I head back toward the ladder to climb down, but Levi takes my wrist to stop me. "Scarlett, wait. Will you just listen to me for a second?" He asks. His touch feels like it's burning me, and the anger in my chest is already growing.

"I've already listened to you and your opinion on my life," I point out, removing myself from his grasp again. "Remember? How you humiliated me in front of our entire class? I swear, it's like you try to upset me every time I'm with you. Just back the fuck off."

"I'm not trying to make you upset. I'm trying to get you to really look at what you're doing to yourself," Levi says. I turn back to him with fury written on my features. He puts his hands up, telling me that he won't make any more moves toward me. "I care about you, and I want you to be happy."

"You don't know what the hell makes me happy."

"I know it's not what you're doing with your life right now."

"How? How the hell could you possibly know that? What gives you the right to dictate whether or not I need to change the way I live my life? Hm?" I ask, a cruel sarcasm to my voice. "How would you feel if I kept forcing you to tell me about Zeke? What if I lectured you about how to deal with your own brother?"

His expression falls to something resembling defeat, and I shake my head, exasperated by the fact that we're even having this conversation again. I turn back around and grip the railings of the ladder, prepared to leave without him.
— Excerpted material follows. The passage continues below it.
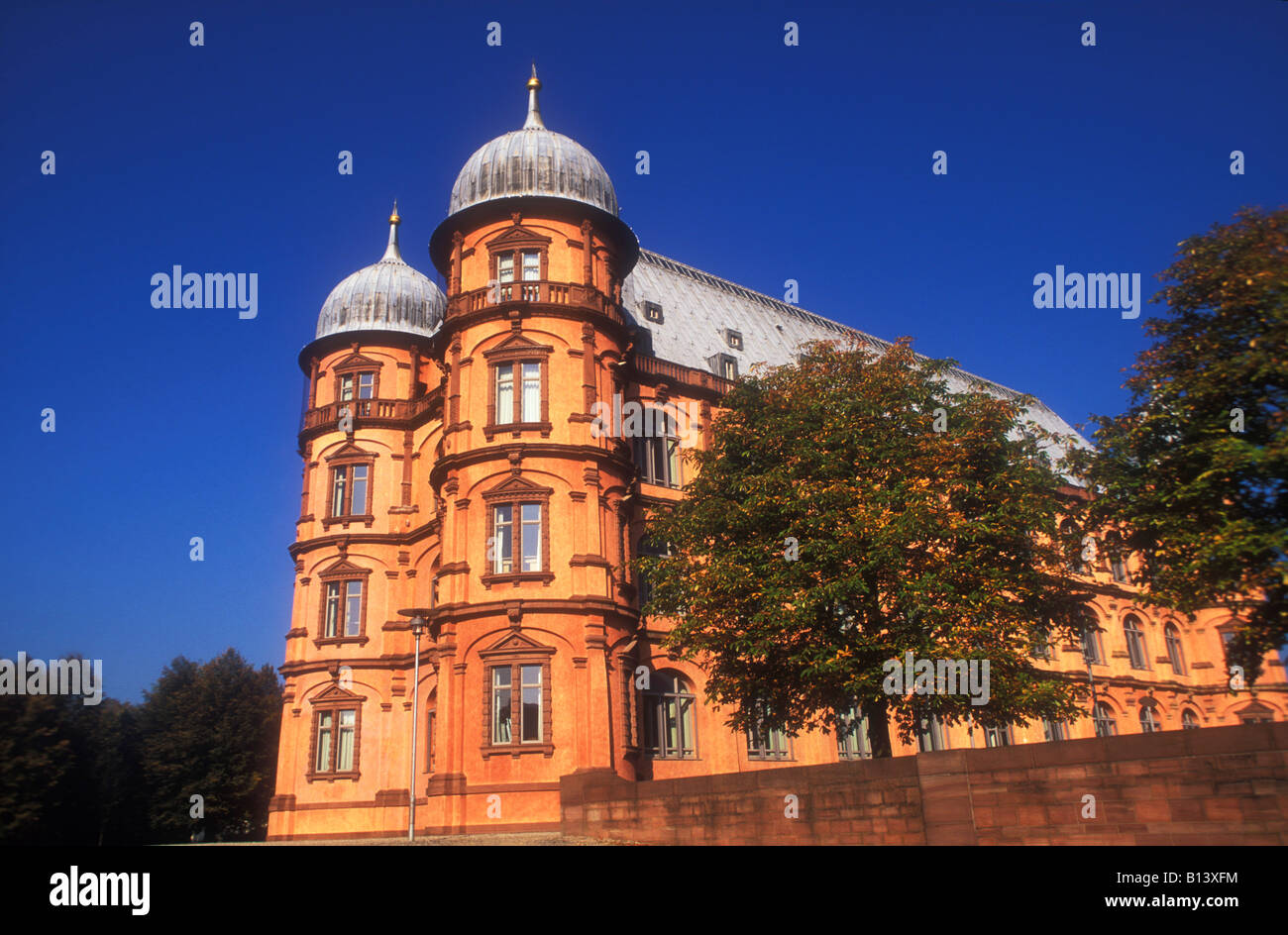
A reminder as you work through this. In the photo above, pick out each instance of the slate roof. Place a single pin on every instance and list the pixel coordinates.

His voice follows me. "Do you really want to know about my past?"

I keep descending the ladder, ignoring his attempts to pull me back into the conversation. He knows the answer to that question.
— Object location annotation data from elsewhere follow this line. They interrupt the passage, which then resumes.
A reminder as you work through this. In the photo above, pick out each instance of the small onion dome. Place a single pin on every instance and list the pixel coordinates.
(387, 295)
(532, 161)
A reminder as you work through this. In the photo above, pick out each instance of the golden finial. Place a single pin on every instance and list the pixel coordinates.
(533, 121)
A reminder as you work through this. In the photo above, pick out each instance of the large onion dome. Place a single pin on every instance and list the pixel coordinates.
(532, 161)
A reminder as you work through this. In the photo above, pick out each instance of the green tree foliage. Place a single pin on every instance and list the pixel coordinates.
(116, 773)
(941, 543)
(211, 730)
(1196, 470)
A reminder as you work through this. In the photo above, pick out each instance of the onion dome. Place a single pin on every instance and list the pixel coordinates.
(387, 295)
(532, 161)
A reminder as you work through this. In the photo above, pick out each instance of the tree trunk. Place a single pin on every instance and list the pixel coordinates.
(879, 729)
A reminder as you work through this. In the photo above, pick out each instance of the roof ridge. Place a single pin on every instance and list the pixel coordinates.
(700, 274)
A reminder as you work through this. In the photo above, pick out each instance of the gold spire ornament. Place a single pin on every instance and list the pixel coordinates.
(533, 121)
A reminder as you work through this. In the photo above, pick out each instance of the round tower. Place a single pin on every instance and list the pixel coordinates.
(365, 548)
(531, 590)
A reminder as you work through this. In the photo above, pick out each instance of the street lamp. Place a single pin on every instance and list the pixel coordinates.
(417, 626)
"Fine. Ask me whatever you want," he says. "But only if you promise to listen—actually listen—to my answers." I stop halfway down the ladder, wondering if he's just saying things to get me to listen to him. "If you promise to not run away from me like you did last time."

"Don't joke with me," I say, climbing up a few rungs and looking over the ledge to look at him.

"I'm not joking. I'm being serious for once in my life," he says. "Test me."

I want to leave, to show him that he can't pull these kinds of things and get away with it. But I also have countless questions that have been eating at me since I've met him. Questions only he can answer.

I step back onto the roof, keeping a significant distance between us. I start off with the most obvious one. "Tennis," I say quickly. "Why the fuck do you get so mad when I bring up tennis?"

"I've already told you. I used to play."

"We both know there's more to it. I'm not going to stay if you're just gonna give me these vague answers."

He turns, looking up toward the sky. "I played tennis from the time I had the strength to pick up a racket until I graduated high school. Fourteen years, five days a week, a couple of hours a day. On my days off, I either had conditioning or tournaments. Next question."